Firstly, we'll start with an acronym so that we don't have to use it again. Henceforth, TD will mean Traveller's Diarrhea.

Now that that's out of the way, let's look at what happened. You likely ate, or drank something that has caused your innards some grief. It may have even come from a surprising source that you don't immediately consider - ice cubes in your drink, or water while brushing your teeth.

The most common cause is a source of bacteria, in particular E.Coli, but many similar microbes can lead to stomach distress and TD.

It's important to be aware that there are also more serious forms with very similar symptoms, including:

  • Amebic dysentry (think TD but with blood). Speak to a doctor immediately.
  • Giardiasis - can go on for weeks, and include cramping, dizziness and more. If it lasts more than 48 hours, speak to a doctor.
  • Cholera - usually very watery TD with mucus (eww).

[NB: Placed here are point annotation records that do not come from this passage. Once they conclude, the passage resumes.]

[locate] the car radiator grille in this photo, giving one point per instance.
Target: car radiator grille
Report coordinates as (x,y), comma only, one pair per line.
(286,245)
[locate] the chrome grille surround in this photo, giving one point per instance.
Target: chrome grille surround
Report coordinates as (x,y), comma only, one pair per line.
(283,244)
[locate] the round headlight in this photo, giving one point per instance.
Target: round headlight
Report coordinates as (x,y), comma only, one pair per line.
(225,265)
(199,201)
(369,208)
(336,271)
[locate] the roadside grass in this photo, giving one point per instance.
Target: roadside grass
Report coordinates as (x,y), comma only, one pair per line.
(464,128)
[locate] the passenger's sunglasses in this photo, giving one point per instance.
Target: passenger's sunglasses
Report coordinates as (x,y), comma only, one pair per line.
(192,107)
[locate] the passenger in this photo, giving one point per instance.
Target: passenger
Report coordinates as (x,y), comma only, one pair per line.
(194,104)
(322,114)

Right, so I've got TD, but can't rest and need to travel - now what?

Symptoms frankly often clear up after a day or two on their own. This of course is of little comfort when you're suffering, but at least there's hope, a light at the end of the TD tunnel. You can also speed up recovery through:

  • staying hydrated. Avoid caffeine, soda, coffee, and drink lots of water. Replenish your fluids, especially in hot countries. No alcohol!
  • medicine. Pepto bismol or Immodium are the most common. However it's important to remember these aren't cures, they just relieve the symptoms. They work by trying to, ahem, block up your system, which can actually be counterproductive or even dangerous (your body is trying to flush out the diseases).
  • antibiotics - in the worst cases, you may have to resort to these. Ciprofloxacin or similar can be prescribed by a doctor.
  • pack toilet paper/bog roll. In Central Asia - particularly Uzbekistan, it was bizarre to see all the travellers at the hostel sitting around with individual bog rolls. However, it was very necessary - every few minutes someone would have to disappear 'for duty' - it comes on fast and suddenly, and very frequently, public toilets either don't provide or charge for paper. Have your own supply!

Above all, monitor and listen to your body. TD is more often frustrating and awkward than dangerous, but you need to look for symptoms of it progressing or getting worse, and in any event of further symptoms developing, speak to a medical professional.